ISSUED: December 30, 2014
REPORT: VB-2543 10-1
SECTION 10 OPERATING TIPS
PA-46-500TP
10.3 OPERATING TIPS (continued) (h) In extreme turbulence, reduce power setting to obtain design operating speed. (See Section 2 Limitations for correct speeds). (i) In an effort to avoid accidents, pilots should obtain and study the safety related information made available in FAA publications, such as regulations, advisory circulars, Aviation News, AIM and safety aids. (j) Prolonged slips or skids which result in excess of 2000 feet of altitude loss or other radical or extreme maneuvers which could cause uncovering of the fuel outlet must be avoided as fuel flow interruption may occur when the tank being used is not full. (k) In order to prevent propeller strikes while taxiing on rough terrain or crossing over rises, the airplane should be taxied slowly with minimum power and rises should be crossed at an acute angle. Tires and struts should be properly inflated. (l) Pilots who fly above 10,000 feet should be aware of the need for special physiological training. Appropriate training is available for a small fee at approximately twenty-three Air Force Bases throughout the United States. The training is free at the NASA Center in Houston and at the FAA Aeronautical Center in Oklahoma.

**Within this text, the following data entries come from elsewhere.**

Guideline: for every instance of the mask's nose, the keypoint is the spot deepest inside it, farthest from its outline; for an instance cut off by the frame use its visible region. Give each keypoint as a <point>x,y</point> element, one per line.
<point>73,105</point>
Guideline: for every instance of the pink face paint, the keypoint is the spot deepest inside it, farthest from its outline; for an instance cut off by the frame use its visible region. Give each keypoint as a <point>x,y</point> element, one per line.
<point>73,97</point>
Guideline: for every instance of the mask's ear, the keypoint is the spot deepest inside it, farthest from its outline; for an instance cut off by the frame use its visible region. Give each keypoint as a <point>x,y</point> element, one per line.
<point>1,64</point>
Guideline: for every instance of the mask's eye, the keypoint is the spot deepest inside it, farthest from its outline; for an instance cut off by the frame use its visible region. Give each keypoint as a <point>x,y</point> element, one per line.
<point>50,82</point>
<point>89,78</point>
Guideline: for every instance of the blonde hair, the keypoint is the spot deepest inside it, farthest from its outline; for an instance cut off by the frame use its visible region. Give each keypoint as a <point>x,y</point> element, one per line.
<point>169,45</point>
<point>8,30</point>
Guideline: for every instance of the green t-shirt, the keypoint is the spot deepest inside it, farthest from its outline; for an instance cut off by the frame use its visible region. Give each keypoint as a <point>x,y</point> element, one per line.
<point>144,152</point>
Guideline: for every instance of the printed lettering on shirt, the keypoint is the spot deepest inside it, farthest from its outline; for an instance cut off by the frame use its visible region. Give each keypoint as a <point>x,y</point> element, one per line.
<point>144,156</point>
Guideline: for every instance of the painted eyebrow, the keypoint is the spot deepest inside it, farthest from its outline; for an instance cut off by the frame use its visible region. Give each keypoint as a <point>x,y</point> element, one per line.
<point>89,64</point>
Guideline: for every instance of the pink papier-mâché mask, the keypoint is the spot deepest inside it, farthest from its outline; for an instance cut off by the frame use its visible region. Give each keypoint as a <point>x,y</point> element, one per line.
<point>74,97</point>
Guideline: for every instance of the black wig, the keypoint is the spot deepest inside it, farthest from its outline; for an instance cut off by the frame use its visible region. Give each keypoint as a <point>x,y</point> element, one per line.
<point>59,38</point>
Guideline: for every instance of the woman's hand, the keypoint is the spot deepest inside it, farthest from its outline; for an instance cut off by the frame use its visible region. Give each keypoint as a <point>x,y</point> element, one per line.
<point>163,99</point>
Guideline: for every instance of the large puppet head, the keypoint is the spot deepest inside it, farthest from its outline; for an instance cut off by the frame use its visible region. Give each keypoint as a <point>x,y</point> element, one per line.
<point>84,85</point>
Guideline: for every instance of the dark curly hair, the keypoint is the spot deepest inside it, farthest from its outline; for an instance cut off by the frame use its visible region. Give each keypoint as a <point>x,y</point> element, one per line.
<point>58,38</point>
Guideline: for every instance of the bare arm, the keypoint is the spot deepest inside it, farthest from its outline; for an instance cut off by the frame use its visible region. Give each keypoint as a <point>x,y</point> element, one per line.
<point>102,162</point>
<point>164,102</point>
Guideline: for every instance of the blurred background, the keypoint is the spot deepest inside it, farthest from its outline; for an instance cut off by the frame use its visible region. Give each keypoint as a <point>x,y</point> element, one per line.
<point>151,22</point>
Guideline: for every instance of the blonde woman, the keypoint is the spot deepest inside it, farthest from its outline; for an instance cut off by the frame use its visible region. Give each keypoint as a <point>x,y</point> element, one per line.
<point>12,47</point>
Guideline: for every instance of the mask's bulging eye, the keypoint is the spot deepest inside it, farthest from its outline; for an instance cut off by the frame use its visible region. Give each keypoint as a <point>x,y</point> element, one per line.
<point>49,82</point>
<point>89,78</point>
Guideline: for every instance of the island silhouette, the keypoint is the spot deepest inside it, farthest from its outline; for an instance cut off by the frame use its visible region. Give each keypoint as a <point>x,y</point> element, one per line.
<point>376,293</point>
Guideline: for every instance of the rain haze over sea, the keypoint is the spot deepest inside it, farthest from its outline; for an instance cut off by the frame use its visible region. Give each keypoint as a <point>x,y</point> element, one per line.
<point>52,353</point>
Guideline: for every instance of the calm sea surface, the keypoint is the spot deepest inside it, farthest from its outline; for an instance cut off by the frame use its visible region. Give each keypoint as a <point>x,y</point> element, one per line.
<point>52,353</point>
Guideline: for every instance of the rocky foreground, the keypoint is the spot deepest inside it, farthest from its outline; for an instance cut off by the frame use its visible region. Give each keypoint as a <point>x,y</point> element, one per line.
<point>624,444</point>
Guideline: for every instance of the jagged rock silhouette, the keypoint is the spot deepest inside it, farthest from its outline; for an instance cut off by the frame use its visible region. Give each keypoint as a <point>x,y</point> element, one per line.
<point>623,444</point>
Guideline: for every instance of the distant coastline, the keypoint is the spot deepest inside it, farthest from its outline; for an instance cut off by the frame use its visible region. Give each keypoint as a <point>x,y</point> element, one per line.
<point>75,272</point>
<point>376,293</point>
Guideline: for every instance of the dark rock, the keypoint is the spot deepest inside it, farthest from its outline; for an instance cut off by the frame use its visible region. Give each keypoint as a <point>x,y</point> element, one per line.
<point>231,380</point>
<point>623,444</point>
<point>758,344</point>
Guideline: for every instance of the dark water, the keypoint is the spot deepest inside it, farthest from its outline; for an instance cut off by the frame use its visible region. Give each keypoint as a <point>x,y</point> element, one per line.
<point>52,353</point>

Forms to be completed (Physiological Training Application and Agreement) for application for the training course may be obtained by writing to the following address: Chief of Physiological Training, AAC-143 FAA Aeronautical Center P.O. Box 25082 Oklahoma City, Oklahoma 73125
It is recommended that all pilots who plan to fly above 10,000 feet receive physiological training and then take refresher training every two or three years.
REPORT: VB-2543 10-2
ISSUED: December 30, 2014